Photos parmi beaucoup d'autres faites à l'occasion de mes nombreux voyages sur les terres de la tribu Warli, dans le Maharashtra. Histoires sans paroles, eux parlant le dialecte Warli et moi le Français. Temps, regards et sourires partagés pour seuls interprètes.
L’autocensure que nous sommes aujourd’hui obligés de nous appliquer génère sans doute des formes nouvelles de frustrations dont on ne connaît pas encore les conséquences. Être parfois gêné de montrer ces images de bonheur alors que s’épandent sur le net, comme ailleurs, toute la vulgarité de nos modernités est purement effrayant.
Nos innombrables et constantes complicités dans l’acceptation de l’inacceptable, pauvreté, guerre, faim, violence, nous fait vivre dans un esprit permanent de culpabilité et rejeter implicitement toute présomption d’innocence.
Être parfois gêné de montrer de telles photos alors que nous affichons des images d’une pornographie extrême, alors que nous placardons sans cesse des images d’une violence inouïe : enfants déchiquetés, amputés, agressions, tueries, barbaries en tous genres, est ahurissant.
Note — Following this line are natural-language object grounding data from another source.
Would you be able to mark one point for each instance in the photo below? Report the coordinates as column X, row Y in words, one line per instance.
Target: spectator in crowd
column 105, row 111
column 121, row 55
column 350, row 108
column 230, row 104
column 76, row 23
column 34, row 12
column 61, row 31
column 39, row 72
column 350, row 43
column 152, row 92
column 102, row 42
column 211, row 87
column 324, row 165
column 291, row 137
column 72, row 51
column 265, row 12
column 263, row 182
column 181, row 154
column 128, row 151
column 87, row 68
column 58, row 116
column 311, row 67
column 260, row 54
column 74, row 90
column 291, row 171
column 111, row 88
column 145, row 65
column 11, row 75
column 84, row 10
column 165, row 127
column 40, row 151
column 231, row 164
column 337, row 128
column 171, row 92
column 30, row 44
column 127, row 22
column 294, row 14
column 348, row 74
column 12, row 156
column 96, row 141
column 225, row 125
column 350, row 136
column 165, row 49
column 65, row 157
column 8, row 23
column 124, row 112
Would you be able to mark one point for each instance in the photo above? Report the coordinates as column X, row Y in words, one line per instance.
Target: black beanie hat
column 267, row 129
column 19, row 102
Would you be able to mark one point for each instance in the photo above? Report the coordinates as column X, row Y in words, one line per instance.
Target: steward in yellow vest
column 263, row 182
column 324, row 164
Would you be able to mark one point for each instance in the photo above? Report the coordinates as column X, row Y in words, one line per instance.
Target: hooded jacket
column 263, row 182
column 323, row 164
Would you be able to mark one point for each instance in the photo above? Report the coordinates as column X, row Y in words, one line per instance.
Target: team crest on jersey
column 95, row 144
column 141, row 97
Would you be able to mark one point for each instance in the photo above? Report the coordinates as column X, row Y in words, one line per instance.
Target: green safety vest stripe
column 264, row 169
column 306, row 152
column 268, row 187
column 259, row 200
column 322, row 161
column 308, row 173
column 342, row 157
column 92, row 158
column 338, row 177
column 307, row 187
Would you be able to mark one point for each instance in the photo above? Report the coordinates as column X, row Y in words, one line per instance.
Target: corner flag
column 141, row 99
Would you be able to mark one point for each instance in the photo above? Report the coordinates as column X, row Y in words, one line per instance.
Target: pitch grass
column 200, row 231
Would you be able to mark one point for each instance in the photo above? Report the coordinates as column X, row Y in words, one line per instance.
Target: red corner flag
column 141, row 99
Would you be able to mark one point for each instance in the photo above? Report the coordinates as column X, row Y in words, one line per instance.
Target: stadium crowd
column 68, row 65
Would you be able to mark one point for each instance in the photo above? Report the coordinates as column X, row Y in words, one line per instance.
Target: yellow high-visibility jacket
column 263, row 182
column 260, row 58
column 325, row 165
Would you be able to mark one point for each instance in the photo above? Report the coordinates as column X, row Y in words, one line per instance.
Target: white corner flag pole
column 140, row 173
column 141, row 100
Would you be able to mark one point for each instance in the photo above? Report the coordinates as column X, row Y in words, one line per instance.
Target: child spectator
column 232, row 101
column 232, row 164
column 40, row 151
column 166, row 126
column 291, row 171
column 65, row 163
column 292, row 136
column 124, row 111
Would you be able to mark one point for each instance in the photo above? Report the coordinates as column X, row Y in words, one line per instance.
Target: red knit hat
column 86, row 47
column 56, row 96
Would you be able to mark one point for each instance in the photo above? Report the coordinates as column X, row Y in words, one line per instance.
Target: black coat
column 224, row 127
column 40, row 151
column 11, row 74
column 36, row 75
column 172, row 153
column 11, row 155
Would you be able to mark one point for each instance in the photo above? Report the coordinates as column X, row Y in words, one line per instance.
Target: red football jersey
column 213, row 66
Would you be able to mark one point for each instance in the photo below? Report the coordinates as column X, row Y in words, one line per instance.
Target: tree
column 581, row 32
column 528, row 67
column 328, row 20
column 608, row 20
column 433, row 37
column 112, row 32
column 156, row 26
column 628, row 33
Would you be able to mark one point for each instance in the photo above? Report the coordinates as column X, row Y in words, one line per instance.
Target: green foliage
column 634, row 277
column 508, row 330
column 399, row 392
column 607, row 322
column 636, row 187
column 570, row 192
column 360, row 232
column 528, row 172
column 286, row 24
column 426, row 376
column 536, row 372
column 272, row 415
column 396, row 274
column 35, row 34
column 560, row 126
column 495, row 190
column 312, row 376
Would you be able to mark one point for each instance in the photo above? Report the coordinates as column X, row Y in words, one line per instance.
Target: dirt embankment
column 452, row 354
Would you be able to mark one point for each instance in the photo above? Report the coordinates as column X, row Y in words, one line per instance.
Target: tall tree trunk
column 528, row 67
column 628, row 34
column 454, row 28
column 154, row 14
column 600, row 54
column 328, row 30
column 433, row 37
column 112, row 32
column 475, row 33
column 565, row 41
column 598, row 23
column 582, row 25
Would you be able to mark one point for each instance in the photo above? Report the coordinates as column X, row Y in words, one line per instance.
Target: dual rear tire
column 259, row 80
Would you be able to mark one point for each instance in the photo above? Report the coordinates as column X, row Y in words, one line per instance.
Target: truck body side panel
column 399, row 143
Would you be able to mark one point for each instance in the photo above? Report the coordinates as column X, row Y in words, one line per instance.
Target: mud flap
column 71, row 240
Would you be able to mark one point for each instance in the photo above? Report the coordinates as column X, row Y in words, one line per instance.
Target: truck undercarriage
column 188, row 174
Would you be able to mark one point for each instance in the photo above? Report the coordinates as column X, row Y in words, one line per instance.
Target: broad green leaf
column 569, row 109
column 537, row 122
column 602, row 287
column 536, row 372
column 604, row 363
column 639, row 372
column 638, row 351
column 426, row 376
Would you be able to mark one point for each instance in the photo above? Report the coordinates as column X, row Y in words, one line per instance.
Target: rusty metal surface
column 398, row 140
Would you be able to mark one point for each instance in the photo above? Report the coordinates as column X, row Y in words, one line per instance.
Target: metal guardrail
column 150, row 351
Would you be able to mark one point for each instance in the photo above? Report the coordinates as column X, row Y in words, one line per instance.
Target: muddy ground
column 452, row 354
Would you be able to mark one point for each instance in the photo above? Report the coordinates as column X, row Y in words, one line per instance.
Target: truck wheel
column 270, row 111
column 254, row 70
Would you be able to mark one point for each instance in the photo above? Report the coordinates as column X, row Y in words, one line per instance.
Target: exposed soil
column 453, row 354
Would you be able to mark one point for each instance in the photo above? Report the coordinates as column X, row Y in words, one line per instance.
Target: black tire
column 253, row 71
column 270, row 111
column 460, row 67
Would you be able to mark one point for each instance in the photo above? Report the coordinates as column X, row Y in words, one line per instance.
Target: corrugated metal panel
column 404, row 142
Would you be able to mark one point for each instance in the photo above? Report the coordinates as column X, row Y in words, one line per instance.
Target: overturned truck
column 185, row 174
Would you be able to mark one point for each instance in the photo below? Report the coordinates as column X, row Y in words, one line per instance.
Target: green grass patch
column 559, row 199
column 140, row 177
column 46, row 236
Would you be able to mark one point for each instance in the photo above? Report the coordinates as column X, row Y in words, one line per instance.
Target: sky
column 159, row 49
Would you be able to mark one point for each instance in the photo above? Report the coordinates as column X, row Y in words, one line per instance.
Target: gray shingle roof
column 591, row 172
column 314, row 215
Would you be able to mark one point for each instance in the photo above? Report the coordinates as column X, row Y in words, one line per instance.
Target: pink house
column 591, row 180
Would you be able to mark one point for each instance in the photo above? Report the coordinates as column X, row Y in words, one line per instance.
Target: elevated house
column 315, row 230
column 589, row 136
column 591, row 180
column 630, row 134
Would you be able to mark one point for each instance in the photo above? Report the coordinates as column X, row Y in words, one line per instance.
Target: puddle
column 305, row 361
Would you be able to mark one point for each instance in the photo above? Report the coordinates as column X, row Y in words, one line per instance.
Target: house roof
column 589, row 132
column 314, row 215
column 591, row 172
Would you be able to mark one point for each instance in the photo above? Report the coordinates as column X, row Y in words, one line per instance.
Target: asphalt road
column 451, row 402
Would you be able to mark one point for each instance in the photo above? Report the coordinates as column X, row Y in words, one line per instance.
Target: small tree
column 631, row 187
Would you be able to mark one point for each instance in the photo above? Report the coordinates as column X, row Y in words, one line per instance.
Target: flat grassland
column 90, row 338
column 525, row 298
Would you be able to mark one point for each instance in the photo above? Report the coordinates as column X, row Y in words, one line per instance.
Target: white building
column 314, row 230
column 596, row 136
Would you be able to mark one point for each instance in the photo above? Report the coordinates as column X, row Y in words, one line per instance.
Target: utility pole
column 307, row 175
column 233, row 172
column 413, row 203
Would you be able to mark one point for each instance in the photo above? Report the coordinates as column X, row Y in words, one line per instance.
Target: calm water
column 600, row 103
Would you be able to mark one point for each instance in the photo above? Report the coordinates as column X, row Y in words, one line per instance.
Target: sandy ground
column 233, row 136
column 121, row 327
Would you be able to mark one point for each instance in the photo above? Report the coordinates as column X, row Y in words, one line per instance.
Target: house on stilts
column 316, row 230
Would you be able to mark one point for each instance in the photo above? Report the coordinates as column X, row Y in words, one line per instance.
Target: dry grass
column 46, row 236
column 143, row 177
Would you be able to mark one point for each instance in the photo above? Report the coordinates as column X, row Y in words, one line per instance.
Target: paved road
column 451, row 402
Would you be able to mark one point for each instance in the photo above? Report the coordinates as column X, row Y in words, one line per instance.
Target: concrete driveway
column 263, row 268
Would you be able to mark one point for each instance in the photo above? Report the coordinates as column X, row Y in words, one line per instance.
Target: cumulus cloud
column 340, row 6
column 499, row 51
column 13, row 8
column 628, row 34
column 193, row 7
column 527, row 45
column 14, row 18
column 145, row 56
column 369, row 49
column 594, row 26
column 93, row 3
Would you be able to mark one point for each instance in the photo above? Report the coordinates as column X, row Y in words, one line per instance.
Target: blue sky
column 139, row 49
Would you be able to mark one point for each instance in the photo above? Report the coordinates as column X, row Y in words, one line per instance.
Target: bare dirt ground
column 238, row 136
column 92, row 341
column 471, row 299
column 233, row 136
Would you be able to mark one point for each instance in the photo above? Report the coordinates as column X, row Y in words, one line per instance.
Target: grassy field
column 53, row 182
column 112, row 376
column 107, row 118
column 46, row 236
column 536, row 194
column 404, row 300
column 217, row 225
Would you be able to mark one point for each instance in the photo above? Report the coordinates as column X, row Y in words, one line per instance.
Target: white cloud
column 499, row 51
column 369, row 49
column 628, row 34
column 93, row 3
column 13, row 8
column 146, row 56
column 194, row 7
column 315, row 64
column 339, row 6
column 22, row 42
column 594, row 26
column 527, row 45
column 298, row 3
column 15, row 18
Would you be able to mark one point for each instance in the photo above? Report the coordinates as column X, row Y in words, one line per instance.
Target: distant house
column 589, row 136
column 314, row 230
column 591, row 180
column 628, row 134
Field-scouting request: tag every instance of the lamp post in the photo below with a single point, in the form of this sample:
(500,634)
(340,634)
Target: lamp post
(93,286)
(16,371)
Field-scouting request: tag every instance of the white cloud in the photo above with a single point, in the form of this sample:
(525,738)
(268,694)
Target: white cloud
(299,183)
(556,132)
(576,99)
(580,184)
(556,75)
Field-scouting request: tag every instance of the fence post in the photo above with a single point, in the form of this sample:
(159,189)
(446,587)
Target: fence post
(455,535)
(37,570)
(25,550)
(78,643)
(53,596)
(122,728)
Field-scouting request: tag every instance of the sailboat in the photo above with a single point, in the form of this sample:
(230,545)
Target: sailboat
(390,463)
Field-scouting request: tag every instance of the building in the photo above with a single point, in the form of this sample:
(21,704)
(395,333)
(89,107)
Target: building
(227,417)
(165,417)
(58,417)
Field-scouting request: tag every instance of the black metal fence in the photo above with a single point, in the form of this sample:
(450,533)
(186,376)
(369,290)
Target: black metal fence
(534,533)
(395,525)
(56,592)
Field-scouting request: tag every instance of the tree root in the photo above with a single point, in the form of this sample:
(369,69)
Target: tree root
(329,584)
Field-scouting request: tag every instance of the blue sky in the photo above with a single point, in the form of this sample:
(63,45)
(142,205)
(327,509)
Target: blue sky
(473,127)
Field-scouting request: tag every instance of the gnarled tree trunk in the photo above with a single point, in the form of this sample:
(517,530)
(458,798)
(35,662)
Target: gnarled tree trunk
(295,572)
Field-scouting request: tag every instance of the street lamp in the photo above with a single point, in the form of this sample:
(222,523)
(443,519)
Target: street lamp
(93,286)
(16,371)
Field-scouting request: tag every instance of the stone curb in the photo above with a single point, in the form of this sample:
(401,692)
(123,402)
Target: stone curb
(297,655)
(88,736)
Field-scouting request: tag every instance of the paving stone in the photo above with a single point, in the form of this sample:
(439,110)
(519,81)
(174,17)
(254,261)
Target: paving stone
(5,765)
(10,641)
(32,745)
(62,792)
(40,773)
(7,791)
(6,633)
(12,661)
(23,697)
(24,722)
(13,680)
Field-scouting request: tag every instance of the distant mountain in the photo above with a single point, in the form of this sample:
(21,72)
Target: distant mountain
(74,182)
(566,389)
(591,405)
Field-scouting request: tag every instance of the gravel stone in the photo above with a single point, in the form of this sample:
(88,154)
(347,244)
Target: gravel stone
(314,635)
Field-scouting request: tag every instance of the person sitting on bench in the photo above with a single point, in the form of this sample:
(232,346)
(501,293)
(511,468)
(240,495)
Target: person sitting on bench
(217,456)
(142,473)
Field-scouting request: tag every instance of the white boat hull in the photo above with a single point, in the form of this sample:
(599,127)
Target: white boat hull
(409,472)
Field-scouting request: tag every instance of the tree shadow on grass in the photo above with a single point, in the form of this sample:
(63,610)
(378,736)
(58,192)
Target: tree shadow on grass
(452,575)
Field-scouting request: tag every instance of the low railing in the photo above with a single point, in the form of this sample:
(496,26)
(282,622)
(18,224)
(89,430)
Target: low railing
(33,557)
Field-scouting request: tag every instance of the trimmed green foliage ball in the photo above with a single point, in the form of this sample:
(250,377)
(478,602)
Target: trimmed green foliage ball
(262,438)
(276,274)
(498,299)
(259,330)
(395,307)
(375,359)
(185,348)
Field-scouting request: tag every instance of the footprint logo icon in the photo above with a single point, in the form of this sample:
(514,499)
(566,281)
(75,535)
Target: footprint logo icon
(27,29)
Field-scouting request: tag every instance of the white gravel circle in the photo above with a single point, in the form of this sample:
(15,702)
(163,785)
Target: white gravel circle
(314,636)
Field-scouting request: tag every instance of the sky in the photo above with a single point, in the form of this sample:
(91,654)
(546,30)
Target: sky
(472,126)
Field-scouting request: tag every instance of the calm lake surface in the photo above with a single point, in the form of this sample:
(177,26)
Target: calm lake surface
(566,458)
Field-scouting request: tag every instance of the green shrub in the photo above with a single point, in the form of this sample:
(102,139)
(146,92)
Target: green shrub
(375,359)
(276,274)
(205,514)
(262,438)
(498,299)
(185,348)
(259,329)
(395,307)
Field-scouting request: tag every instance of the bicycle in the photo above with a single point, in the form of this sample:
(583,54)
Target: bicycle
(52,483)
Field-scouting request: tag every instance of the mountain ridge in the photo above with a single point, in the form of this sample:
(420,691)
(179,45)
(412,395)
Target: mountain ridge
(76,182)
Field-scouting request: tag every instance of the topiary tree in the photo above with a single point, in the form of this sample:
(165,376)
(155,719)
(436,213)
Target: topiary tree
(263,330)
Quelle absurdité ! Imaginons un instant l’histoire de l’art revisité par nos esprits tourmentés. Exit les éphèbes, les corps d’anges et de vierges dénudés, les innombrables adolescents langoureux. Nos musées en sont pleins ! Une fois les œuvres gênantes retirées que resteraient-ils : nature morte, crucifixion, descente de croix, flagellation, décapitation. Une fois retirée toutes les images de beauté ambiguë (j’ai peur que la beauté soit ambiguë, qu’elle n’appartienne ni à la morale ni à l’immorale et qu’elle soit une manifestation de l’inaccessible, une "promesse" de bonheur écrivait Stendhal), ne restent plus d’une part que les images de beautés accessibles, consommables, autrement dit celles de la publicité, et d’autre part celles de toutes les violences : attentats, catastrophes, agressions, guerres, famines. Voilà l’héritage visuel que nous sommes entrain de préparer pour les générations futures.